I wouldn’t be happy with any of my work (or with myself, really) if I wasn’t constantly thinking about making changes and improvements, steadily moving forward and transforming. There’s just something about this time of year that amplifies that—back-to-school season has turned into Virgo season in adulthood, my birthday is around the corner, and I’ve already had my annual cold to mark the changing of seasons. I used to think I was afraid of change, but I think I was really just afraid of how much it excited me. You might notice this newsletter has a new look today—Substack gave us a good start, but we’ve decided to move over to Mailchimp so we can do bigger, better things. Our Substack archives will stay up, but all of our future letters will live on our brand new website. It’s the season of changes and renewal. Are you excited?
I decided that adulthood would be marked by several things, one of the stranger ones being not racking up library fines. I’ve had fines at every library I’ve ever gotten books from, except elementary schools. I love the concept of libraries, as many do, but it’s been a long time since I’ve actually held love for a library instead of panic. I’m thankful my education did not totally destroy my positive relationship to reading, but it did alter how I feel in libraries; the sense of urgent productivity, the way your time with a book is not really yours when someone else needs it for research, etc etc etc. Now that I’ve moved, I’ve decided: new city, new rules. Read more, read wider, and use community resources. Jill and I do monthly goal check-ins together, and with her I established September as a reset. The most consistent habit I have is writing this newsletter, and I love it, but I need to do more for myself. October is for rediscovering healthy habits I let go of a long, long time ago.
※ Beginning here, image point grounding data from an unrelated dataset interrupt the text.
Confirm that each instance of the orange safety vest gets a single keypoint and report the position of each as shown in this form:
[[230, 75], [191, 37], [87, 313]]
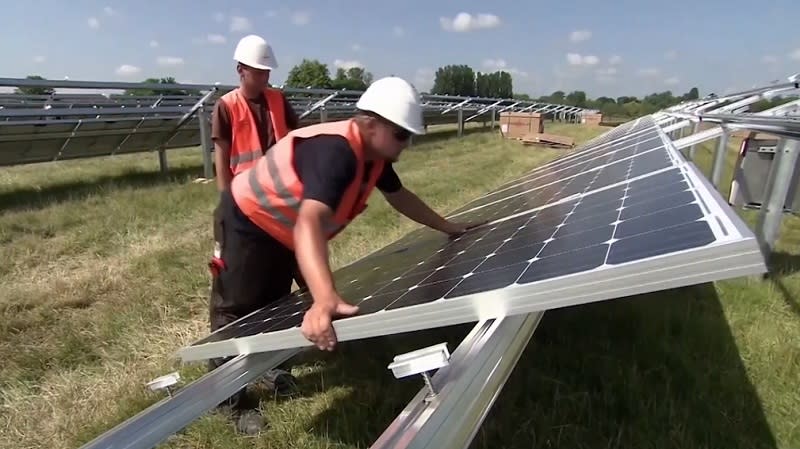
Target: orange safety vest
[[245, 144], [270, 192]]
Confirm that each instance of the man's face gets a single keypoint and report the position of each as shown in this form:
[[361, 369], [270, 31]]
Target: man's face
[[388, 140], [253, 78]]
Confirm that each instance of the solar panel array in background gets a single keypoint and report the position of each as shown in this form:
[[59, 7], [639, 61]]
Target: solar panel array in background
[[618, 201]]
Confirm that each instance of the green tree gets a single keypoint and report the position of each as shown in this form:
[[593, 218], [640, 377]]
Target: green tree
[[309, 73], [34, 90], [354, 78], [454, 80]]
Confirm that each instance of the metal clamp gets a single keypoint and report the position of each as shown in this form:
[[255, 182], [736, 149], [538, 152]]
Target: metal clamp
[[421, 361], [165, 382]]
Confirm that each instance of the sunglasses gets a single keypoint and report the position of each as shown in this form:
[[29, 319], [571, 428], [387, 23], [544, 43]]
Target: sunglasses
[[402, 134]]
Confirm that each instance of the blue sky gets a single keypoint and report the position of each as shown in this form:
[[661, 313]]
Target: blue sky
[[622, 47]]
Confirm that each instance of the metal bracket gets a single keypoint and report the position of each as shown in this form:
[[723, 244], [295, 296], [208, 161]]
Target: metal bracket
[[165, 382], [421, 361]]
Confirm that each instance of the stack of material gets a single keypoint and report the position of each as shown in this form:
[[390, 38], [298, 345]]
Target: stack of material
[[516, 125], [593, 119], [549, 140]]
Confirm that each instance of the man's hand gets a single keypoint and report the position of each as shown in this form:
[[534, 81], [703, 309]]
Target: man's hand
[[456, 228], [317, 327], [408, 204]]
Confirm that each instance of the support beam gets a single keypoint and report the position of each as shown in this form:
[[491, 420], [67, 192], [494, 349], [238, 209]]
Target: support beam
[[155, 424], [466, 389], [719, 158], [778, 184]]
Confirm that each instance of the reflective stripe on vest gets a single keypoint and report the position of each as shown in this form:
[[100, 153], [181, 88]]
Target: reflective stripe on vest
[[245, 141], [269, 194]]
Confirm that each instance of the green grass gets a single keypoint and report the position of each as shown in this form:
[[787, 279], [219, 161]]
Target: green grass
[[104, 279]]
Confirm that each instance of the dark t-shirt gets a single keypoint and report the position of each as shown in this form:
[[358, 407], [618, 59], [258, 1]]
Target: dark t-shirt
[[326, 165], [221, 121]]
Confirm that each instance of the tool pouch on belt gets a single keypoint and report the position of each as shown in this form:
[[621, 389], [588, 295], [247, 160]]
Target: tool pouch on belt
[[216, 264]]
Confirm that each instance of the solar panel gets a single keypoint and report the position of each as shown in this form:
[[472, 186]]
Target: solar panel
[[625, 215]]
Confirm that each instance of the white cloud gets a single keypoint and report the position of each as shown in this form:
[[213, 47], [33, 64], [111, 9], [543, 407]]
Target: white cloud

🎶 Rilo Kiley’s The Execution of All Things
Welcome to 2019, where sometimes you’ll be listening to St. Vincent and Spotify will be like hey how about these related artists? and it’s your usual rotation of sad girl music (Mitski, Lorde, Phoebe Bridgers) and then there’s an artist you haven’t heard before and it’s Rilo Kiley and you’re like wow, that name sounds familiar because they referenced this band on Gilmore Girls ALL OF THE TIME so you click on the full album and you’re getting ready for the day and “A Better Son/Daughter” plays and you just kind of stare at yourself in the mirror and cry because this is truly a soundtrack for the everyday morning struggle of inhabiting a body/being a person/existing with depression and all of those other little things that make navigating life difficult and it’s comforting to listen to something that feels very much a precursor for all of the music you like now and also something that’s kind of been present in your life as long as you’ve loved Gilmore Girls, too. So that’s my recommendation.
This was the first episode of Ologies that I ever listened to, and I immediately fell in love. Some backstory: I met Alie Ward earlier this year when her CBS show came to my office to film a segment, which was extremely cool. Then, a few weeks ago, she was on an episode of Forever 35 where she mentioned her science podcast, Ologies. The first episode I listened to was about phenology, the study of seasons, and it made me feel so cozy and ready for fall. Alie has a way of taking a subject like phenology—a word I had never even heard before—and making it feel familiar and accessible. This episode starts out with questions like “Why do leaves change color?” and ends with a broader discussion about climate change, and it is fantastic from start to finish.
📝 Durga Chew-Bose’s review of Call Me By Your Name
As a culture we probably don’t care too much about Call My By Your Name anymore, but it’s been on my mind this past week and so naturally, this essay has been, too. I love Durga’s film writing so much and crave more of it and so I come back to this every few months to fill that need (and honestly, to study?). Her careful observations, like “[CMBYN] delivers romantic tension as it enters a home. Not feverishly as one might expect, but slowly, as if each image is rising from memory,” capture exactly what continues to draw me to the movie—despite the obvious problematic aspects—and are definitely articulated and replicated in her writing style, too. My favorite reviews are ones that parallel their love for what they are discussing in the way that they write, and gentle yearning is one of my favorite feelings—put them together, and that’s a perfect read.
📝 This article about newsletters
Newsletters are great, and we love them. We’ve loved them for a long time, thanks to tools like Tinyletter and Buttondown and Substack that have made it easy for anyone to start their own newsletter. This article by Kaitlyn Tiffany for The Atlantic gives a shout out to all of the people who were writing newsletters before venture capital decided it was cool. Once you’re finished reading this, go read that instead.